Here is what that looks like in real time. On January 27, Reuters reported that the White House, under mounting pressure after two deaths, moved to put Tom Homan in charge in Minneapolis “to ‘recalibrate tactics’ and improve cooperation,” with the stated goal to “scale back, eventually pull out,” and to shift away from broad public sweeps toward more targeted operations.
Note the logic: not moral reversal, but political damage control—advisers fearing the killing could “derail” the broader agenda. The regime does not bargain because it is persuaded by appeals to values. It bargains when compelled by cost.
That is the decisive critique of Obama’s posture. He talks as if the regime’s incentives can be reattached to legitimacy by exhortation—“this has to stop,” “reconsider their approach.”
But even the administration’s partial tactical reset, as described by Reuters, is framed as preserving the immigration agenda, not restoring constitutional restraint. In a terroristic regime model, the only stable lever is coercive constraint: legal, financial, institutional, and mass civic noncooperation that raises the cost of repression.
The implications are concrete and immediate.
First, “accountability” must be understood as a contested battlefield, not a default outcome. Reuters’ legal explainer underscores how difficult prosecution can be: agents may seek immunity arguments; federal prosecutions have a high bar and are rare; civil suits are constrained by qualified immunity doctrines and other obstacles.
If the mechanisms of accountability are structurally weak, then asking the regime to “be accountable” is rhetoric unless paired with hard constraints that force accountability into existence.
Second, peaceful protest is necessary but insufficient if it remains purely expressive.
Obama praises protests as inspiration and a reminder of citizen duty. In a normal polity, that might be enough to move officials who fear electoral sanction. In a terroristic regime, the state’s goal is to metabolize protest into background noise or to provoke it into disorder so repression can be “justified.”
The winning move is nonviolent escalation that changes the regime’s cost curve: organized labor action, coordinated economic pressure, and institutional refusal to collaborate with unlawful practices. (A general strike is not a slogan; it is the nonviolent analog of siege—economic and legitimacy denial without resorting to violence.)
Third, the “bargaining” frame must be inverted. You do not bargain with such a regime; you bargain against it by setting terms through leverage. Even the current congressional fight illustrates the proper vector: Democrats pressing for guardrails—mask bans, body cameras, force limits, warrant requirements, and explicit rejection of absolute immunity—attached to funding.

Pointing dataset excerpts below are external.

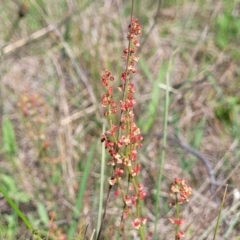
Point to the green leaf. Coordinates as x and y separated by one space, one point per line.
42 212
9 139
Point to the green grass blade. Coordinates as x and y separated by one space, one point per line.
9 139
162 156
16 209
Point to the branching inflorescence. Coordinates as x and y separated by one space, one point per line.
123 138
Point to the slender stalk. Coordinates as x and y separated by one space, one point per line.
101 184
162 156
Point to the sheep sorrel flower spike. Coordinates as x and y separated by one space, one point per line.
123 137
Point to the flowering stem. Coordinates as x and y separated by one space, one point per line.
122 141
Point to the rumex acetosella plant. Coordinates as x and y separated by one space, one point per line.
123 137
180 193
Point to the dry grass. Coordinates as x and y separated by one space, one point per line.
55 57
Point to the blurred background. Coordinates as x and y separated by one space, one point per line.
51 60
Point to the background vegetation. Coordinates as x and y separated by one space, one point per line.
52 56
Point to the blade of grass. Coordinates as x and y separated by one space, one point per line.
162 156
100 209
146 124
219 214
81 190
16 209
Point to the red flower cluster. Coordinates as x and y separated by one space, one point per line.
122 140
179 191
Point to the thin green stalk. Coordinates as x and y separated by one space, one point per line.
100 209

That is not polite cooperation; it is constraint by conditionality. The same Reuters reporting notes that ICE can retain other funding streams even during shutdown dynamics, which means pressure must be multi-channel, not symbolic.
Obama is trying to summon a broad coalition by appealing to “core values,” and that has rhetorical utility. But the danger is that his solution implies the crisis is a misunderstanding between levels of government rather than a deliberate method of rule.

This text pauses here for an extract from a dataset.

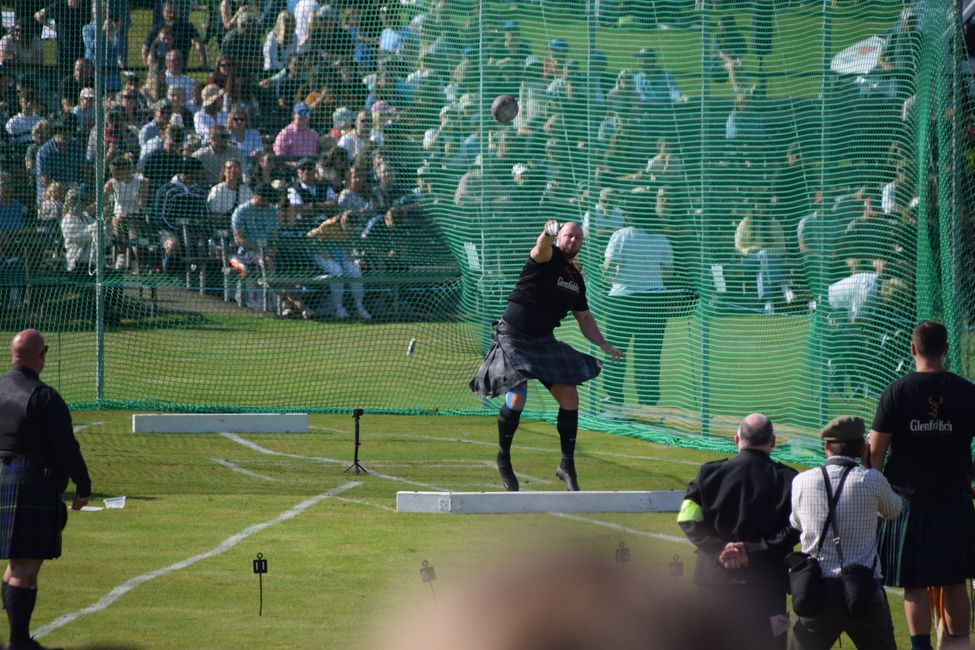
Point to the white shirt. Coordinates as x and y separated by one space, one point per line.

When you call a terroristic regime to norms, you lend it the premise that it still inhabits them. The public is then trained to wait for decency to reappear, instead of organizing to force compliance with the law.
This is not a question of Obama’s sincerity. It is a question of his strategic framing. If you misclassify the actor, you choose the wrong moves.

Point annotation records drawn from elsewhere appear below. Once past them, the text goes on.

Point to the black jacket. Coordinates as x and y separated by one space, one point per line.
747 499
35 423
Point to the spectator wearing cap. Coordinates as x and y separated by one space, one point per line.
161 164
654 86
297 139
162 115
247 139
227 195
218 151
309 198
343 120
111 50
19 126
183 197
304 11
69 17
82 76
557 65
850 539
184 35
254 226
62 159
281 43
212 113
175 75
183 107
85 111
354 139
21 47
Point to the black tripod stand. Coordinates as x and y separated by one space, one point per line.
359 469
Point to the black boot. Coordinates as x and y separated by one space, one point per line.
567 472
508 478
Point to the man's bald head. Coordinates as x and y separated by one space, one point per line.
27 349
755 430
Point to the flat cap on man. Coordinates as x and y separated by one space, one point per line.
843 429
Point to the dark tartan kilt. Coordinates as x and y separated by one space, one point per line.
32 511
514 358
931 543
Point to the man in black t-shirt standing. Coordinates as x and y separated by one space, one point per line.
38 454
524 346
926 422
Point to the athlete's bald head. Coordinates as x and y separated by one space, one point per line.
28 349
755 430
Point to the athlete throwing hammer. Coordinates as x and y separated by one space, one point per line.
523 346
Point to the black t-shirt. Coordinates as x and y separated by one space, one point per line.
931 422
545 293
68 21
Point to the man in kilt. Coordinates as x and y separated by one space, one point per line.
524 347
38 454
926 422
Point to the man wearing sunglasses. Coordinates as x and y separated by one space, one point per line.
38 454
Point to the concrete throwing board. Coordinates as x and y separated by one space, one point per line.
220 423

Minnesota is not a customer-service failure inside federalism; it is a demonstration of power under conditions of contested legitimacy—an asymmetric campaign that uses spectacle, intimidation, and narrative preemption to widen the regime’s operational latitude.
The correct response is not to ask for “constructive cooperation.” The correct response is to build a wall of consequences so thick the regime cannot walk through it.